54. In the circumstances, the equivalent of 8 months’ salary is fair, Kshs.283,230.00/-.
(d) That the suspension of the Claimant be lifted and she be reinstated to her position of employment
55. This prayer is not available on account of Section 12(3)(vii) of the Employment and Labour Relations Court Act, 2011. It has been overtaken by events and is accordingly dismissed.
(e) That the allowances due to the Claimant are paid by the Respondent
56. The allowances contemplated are neither identified nor particularized and the Claimant adduced no evidence to that effect or the amounts due. The claim is disallowed.

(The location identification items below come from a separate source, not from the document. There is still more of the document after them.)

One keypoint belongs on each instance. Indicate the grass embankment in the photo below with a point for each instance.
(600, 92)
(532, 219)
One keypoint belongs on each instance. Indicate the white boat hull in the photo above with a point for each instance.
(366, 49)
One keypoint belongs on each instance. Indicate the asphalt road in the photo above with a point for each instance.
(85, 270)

57. Notwithstanding the fact the prayers for costs is wrongly worded, the Claimant is not qualified for costs under the Advocates Remuneration Order. The claim is disallowed.
58. Accordingly, judgment is entered for the Claimant for the sum of Kshs.318,735/-.

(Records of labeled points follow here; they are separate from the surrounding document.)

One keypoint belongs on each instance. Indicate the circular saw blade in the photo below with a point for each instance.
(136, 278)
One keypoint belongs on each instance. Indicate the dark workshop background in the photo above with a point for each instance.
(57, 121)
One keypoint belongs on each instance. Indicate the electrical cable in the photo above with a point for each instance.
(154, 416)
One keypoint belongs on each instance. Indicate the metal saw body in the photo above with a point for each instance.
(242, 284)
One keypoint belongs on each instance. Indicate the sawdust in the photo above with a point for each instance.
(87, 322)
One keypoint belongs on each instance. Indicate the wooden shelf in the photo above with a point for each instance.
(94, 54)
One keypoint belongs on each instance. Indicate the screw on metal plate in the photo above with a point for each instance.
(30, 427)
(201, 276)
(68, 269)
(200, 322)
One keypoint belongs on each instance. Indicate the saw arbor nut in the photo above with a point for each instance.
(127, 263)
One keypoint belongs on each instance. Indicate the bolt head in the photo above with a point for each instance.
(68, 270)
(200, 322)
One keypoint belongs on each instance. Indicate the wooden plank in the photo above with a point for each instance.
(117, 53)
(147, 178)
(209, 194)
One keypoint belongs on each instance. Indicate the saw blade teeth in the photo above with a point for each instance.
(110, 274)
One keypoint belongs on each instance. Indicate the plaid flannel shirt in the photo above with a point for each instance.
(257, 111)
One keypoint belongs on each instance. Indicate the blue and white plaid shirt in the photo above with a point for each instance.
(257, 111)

59. Interest at Court rates from the date of judgment till payment in full.
60. It is so ordered.
DATED, SIGNED AND DELIVERED VIRTUALLY AT NAIROBI ON THIS 6TH DAY OF JANUARY 2022
DR. JACOB GAKERI
In view of the declaration of measures restricting court operations due to the COVID-19 pandemic and in light of the directions issued by His Lordship, the Chief Justice on 15th March 2020 and subsequent directions of 21st April 2020 that judgments and rulings shall be delivered through video conferencing or via email. They have waived compliance with Order 21 Rule 1 of the Civil Procedure Rules, which requires that all judgments and rulings be pronounced in open court. In permitting this course, this court has been guided by Article 159(2)(d) of the Constitution which requires the court to eschew undue technicalities in delivering justice, the right of access to justice guaranteed to every person under Article 48 of the Constitution and the provisions of Section 1B of the Civil Procedure Act (Chapter 21 of the Laws of Kenya) which impose on this court the duty of the court, inter alia, to use suitable technology to enhance the overriding objective which is to facilitate just, expeditious, proportionate and affordable resolution of civil disputes.